The magic of her storytelling had always been in its broad appeal. One could have little in common with my mother and still find threads from her narratives with which to identify. From my perch on the lower steps, I gazed up at her with my usual reverence.

And I was not alone. All the women seemed awestruck. Some, it seemed, were actually staring at my mother.

Or—were they staring past her?

Then I remembered the mannequin. There she was, right behind my mother's head. Why had the tiger-striped panties seemed "demure" in comparison with the mannequin's lily-white butt, I wondered. The minutes wore on, and my thoughts drifted from my mother's storytelling and the women's uneasy laughter. I watched the fallen crepe-myrtle blooms as they wafted over the red brick and assembled themselves into phenomenal patterns.

Then, too soon, it seemed, the visit was over—without Linda's or her friends' so much as stepping foot in the house, even, I was disappointed to note, to use the bathroom.

Hugging Linda goodbye, I realized something strange: I'd not only wanted her to love me and each of my mother's housemates, I'd wanted her to love my mother, too. I'd thought that if the two of them "hit it off," then perhaps Linda would tell her mother-in-law, who'd approved of her son's second marriage, but not his first, that my mother wasn't so wretched, after all. I'd grown weary of my grandmother's trashing her, and as always, I dreaded my return home.

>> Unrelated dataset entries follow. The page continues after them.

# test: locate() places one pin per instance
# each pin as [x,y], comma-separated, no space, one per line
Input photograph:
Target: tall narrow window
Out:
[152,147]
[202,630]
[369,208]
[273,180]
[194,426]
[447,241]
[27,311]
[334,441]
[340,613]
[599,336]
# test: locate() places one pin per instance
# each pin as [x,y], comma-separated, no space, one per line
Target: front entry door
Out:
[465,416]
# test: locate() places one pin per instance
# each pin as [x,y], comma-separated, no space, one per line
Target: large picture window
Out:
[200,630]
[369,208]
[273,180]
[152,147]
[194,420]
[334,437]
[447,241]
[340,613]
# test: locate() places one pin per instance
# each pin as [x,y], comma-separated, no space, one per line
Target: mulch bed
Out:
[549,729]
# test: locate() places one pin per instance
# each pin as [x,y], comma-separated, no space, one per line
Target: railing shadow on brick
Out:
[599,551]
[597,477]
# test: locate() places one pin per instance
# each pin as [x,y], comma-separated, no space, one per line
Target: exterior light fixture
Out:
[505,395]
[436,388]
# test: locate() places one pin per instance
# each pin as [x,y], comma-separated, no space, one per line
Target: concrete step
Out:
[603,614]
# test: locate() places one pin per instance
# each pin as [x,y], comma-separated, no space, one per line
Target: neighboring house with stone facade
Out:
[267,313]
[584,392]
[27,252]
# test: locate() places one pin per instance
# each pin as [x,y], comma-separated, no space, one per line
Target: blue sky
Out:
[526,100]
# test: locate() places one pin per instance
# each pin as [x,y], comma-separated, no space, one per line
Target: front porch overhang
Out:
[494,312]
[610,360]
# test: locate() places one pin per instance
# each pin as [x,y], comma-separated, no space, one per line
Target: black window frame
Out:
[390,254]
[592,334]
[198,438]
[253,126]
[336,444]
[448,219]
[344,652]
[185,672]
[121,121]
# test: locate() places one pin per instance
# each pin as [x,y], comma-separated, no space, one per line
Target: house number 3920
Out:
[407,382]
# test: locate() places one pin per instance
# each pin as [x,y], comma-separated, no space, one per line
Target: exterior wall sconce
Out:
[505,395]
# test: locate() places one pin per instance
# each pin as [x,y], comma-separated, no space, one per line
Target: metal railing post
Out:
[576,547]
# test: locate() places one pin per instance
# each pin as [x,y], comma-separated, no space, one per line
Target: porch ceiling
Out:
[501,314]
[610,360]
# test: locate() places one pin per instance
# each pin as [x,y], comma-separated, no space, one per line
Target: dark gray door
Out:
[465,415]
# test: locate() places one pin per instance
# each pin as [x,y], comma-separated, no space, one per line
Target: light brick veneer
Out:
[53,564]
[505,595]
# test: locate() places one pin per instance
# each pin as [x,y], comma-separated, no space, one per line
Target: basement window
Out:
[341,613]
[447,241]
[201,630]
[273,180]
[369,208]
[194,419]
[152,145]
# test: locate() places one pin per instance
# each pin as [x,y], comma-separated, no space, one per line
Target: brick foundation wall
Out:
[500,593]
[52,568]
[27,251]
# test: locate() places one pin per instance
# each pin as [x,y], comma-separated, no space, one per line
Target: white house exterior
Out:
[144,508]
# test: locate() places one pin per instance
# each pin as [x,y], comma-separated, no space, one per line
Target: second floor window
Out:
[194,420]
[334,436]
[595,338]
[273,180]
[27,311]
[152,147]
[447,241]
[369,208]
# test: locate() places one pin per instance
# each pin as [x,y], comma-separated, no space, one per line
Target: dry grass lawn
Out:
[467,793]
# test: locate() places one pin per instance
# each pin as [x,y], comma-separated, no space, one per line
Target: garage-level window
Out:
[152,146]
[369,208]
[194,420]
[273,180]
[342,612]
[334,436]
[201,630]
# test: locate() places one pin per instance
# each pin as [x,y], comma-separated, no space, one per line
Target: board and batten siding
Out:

More than twenty years later, while my grandmother lay on her deathbed, I would learn something astonishing: unbeknownst to me, Linda had repeatedly confronted her over the badmouthing, even before she and my dad married. She'd said it wasn't right, that it hurt a child to hear the grandma she loved, speaking about her mother that way.

Evidently, she had loved me all along.

This, despite never having seen that bathroom's transformation from its natural state of filth, to a glistening, perfectly chemical condition of cleanliness. And despite the specter of tiger-striped, silken panties on the disembodied ass of a stolen department-store mannequin, staring at her from behind my mother's head.